Progression towards AGI will happen through AI scaling. It is worth mentioning that AI scaling might be starting to hit its limits. For context, AI has generally been scaled with bigger model architectures, more data, and more compute to achieve better results. But it is slowly becoming evident that bigger may not always lead to better.

“OpenAI’s experience with its next-generation Orion model provides one data point. At 20% of its training process, Orion was matching GPT-4’s performance—what scaling laws would predict. But as training continued, the model’s gains proved far smaller than the dramatic leap seen between GPT-3 and GPT-4. In some areas, particularly coding, Orion showed no consistent improvement, despite consuming significantly more resources than its predecessors.”

However, many AI leaders such as Sam Altman (OpenAI CEO) and Dario Amodei (Anthrophic CEO) have expressed sentiment against AI scaling hitting a wall. If we are hitting a wall, new model architectures for AI scaling will likely be found through AI research settings that use their own AI observability/explainability tools. These distinct tools solely focus on advancement towards AGI while companies like Fiddler and Arize build their tools for better AI specialization in business use cases.

In the end, AI companies are just SaaS companies. This is why building a production-level observability tool for foundational model improvements is not a viable business opportunity. There are only a few big players building foundational models (OpenAI, Anthrophic, Perplexity, etc) and the foundational model market is already becoming an oligopoly due to technical/financial moats. Therefore, the AI observability tools out there are geared towards enterprises/SMBs, a scalable market. Nonetheless, this is still a market with a high barrier of entry due to the technical aptitude required to build these tools, further demonstrating its potential.

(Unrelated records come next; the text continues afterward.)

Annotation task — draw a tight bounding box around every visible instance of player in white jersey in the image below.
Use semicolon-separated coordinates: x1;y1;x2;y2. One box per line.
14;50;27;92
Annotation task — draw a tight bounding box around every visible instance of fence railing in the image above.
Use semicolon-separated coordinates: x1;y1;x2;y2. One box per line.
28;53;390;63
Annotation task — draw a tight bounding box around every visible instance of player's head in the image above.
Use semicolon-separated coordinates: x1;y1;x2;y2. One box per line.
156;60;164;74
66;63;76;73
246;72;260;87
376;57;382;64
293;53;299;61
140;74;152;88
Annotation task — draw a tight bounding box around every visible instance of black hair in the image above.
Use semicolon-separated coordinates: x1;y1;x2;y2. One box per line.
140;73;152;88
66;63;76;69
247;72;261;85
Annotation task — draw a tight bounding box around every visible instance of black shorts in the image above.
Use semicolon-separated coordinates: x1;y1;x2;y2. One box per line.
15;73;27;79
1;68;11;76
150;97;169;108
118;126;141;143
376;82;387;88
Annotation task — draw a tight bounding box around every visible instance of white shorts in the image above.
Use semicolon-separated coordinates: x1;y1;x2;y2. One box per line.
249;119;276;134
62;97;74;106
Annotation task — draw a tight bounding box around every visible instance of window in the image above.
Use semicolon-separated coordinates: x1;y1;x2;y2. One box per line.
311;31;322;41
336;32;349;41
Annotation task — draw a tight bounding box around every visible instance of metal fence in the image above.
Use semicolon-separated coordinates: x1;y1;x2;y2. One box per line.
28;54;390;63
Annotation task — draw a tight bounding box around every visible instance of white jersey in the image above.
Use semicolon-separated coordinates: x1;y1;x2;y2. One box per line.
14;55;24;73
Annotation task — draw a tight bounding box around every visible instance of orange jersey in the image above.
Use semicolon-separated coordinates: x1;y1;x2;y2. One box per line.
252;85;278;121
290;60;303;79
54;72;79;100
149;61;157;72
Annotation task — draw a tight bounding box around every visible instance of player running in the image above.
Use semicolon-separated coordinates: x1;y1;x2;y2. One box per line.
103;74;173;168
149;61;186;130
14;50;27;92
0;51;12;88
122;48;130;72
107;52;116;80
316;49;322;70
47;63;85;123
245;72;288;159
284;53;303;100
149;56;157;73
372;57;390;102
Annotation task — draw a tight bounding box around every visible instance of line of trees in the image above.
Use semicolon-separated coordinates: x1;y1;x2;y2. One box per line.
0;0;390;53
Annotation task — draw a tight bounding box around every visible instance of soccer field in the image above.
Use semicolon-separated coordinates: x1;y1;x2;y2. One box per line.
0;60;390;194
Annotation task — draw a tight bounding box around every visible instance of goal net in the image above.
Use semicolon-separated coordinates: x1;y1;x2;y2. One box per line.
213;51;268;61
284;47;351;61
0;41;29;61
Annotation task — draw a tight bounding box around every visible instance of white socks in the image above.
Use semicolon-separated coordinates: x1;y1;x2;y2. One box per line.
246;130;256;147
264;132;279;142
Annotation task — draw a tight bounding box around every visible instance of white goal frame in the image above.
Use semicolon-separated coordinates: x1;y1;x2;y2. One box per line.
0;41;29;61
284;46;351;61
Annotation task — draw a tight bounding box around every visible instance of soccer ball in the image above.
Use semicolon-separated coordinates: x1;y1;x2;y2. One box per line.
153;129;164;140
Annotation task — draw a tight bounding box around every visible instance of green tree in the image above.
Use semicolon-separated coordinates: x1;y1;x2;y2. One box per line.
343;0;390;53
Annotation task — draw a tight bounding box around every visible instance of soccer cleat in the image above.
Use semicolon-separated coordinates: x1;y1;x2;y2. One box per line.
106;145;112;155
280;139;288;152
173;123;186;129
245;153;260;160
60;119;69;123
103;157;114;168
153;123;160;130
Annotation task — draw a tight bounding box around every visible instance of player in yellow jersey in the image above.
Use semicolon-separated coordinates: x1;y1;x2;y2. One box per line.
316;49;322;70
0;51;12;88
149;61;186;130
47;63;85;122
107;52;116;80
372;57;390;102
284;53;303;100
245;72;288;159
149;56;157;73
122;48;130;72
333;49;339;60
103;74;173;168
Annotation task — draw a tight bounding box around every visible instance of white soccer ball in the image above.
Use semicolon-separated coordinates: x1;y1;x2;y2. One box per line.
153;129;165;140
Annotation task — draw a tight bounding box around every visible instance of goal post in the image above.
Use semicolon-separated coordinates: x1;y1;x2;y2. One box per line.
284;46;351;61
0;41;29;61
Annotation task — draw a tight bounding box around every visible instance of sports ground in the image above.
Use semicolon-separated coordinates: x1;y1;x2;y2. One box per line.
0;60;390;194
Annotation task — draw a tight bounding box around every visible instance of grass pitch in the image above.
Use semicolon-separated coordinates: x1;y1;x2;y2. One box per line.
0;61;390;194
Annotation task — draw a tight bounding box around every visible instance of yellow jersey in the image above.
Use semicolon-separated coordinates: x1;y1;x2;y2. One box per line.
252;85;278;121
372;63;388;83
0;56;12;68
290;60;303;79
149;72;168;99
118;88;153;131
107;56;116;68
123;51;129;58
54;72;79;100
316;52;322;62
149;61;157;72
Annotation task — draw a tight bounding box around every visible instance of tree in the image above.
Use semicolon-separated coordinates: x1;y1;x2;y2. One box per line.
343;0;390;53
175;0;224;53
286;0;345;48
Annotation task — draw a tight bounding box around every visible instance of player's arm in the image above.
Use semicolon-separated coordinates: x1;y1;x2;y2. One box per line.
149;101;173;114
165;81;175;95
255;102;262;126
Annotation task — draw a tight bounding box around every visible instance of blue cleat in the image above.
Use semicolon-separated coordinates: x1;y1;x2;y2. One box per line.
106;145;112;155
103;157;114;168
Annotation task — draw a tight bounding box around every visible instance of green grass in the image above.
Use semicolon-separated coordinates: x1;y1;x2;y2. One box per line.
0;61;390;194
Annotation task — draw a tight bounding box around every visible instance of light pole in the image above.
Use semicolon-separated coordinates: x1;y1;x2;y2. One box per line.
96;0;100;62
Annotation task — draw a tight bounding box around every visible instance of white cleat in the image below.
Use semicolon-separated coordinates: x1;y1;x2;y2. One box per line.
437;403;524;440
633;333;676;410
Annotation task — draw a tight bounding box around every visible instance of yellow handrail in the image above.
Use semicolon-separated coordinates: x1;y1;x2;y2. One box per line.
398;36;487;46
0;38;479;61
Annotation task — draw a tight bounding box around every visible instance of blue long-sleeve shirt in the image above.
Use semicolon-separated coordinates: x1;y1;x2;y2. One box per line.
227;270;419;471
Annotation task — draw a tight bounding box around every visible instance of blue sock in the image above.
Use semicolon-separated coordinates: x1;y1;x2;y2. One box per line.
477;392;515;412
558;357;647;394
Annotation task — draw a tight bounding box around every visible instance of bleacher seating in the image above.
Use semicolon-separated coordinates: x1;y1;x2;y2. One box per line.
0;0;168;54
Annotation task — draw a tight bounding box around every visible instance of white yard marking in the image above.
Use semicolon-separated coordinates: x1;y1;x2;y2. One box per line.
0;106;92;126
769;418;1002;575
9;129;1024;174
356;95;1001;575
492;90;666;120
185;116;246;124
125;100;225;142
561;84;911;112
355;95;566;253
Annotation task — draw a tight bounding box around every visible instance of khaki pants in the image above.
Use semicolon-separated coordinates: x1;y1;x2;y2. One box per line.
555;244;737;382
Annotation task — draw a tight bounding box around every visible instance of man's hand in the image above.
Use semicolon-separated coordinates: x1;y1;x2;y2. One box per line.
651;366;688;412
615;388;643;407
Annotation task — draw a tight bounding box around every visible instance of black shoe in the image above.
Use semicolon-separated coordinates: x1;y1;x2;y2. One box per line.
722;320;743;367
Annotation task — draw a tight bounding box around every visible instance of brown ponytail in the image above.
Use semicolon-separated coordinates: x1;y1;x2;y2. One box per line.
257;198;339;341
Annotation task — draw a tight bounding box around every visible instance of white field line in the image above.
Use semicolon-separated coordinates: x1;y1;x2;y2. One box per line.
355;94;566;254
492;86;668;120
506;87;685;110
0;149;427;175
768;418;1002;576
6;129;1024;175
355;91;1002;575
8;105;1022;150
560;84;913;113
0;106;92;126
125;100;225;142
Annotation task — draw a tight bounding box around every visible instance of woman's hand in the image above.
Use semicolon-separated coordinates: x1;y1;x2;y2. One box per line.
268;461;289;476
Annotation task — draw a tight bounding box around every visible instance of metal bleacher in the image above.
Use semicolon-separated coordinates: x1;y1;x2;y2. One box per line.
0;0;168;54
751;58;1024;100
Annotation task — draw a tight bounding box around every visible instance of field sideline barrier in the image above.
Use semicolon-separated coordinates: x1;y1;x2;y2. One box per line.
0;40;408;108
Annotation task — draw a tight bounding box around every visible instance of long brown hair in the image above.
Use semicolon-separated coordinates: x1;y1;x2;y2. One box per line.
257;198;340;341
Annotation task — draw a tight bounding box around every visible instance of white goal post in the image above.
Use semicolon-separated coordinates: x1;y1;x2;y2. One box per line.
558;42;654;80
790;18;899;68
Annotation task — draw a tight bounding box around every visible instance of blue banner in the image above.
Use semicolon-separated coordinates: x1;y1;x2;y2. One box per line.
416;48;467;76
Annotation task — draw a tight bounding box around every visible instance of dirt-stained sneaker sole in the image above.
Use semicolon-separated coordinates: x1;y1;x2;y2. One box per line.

But why don’t foundation model companies just build these tools themselves? They arguably could but the priority task for these companies is advancement towards AGI, not domain specialization. Whoever gets to AGI first in the foundation model market wins.

To reiterate, AI explainability tools are important for stronger specialized AI products among enterprises and SMBs. I envision these tools to enable companies to develop high-value AI tailored for specialized domains and gain even greater importance in the era of AGI for safety and regulation.

In essence, I’m writing all this to shed more light on the growing market of enterprise/SMB AI explainability tools and the impact they could have on our AI future.